The picture is slightly misleading though as we normally show our respect through friendly banter. In this shot the placement of the bearings for the PTO shaft are being discussed.

As well as Martyn, Dave, Colin and Jonathan today's team also included John, Headley, Dick and Richard. Most of the team concentrated on the PTO shaft, not least because any re-adjustment involved moving a lot of weight.

re-fitting pto shaft

As you can see, our preferred method was to use rope slings to save our backs and share the load.

In this picture we are easing one of the sections through the wall of the mill towards the bearing carrier that is bolted to part of the mill hurst.

A second section of shaft runs as far as a bearing set into the stable wall and the two sections are joined by a massive universal joint.

There were bearings either side of the universal joint, probably mounted on timber, but these have suffered from the effects of neglect and weather to the point that we cannot accurately make replicas.

We are having bearing blocks made that are similar to the bearings on the line-shafting inside the hay-loft and these will be mounted on timber blocks fixed to the bottom of the pit.

window frame

Elsewhere Jonathan cleaned the windows that have already been re-glazed while Richard started work on the second double casement window from the front of the mill.

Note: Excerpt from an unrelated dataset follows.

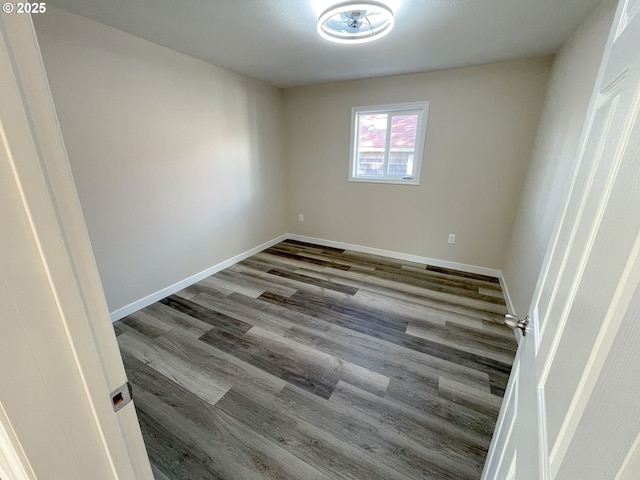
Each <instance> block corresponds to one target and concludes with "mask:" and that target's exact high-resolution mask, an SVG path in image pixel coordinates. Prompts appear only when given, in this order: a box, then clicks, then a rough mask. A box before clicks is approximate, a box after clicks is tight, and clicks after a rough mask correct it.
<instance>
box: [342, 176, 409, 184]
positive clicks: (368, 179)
mask: <svg viewBox="0 0 640 480" xmlns="http://www.w3.org/2000/svg"><path fill="white" fill-rule="evenodd" d="M349 181H350V182H356V183H387V184H391V185H412V186H418V185H420V180H419V179H417V178H414V179H413V180H402V179H399V178H398V179H396V178H375V177H349Z"/></svg>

This window is in better condition than its opposite number and after a good clean up and a good soaking with Clear Cuprinol the frame was re-fitted to the aperture.

The casements where kept in the workshop for all the glazing bars to be repaired, as these have been badly damaged apparently by ivy.

John did some remedial brickwork on the front of the mill, mainly to the brick infill above the front door. In the picture above it is the area in shadow underneath the arch above the door. This will have a shaped wooden facing when we have found a suitable piece of timber.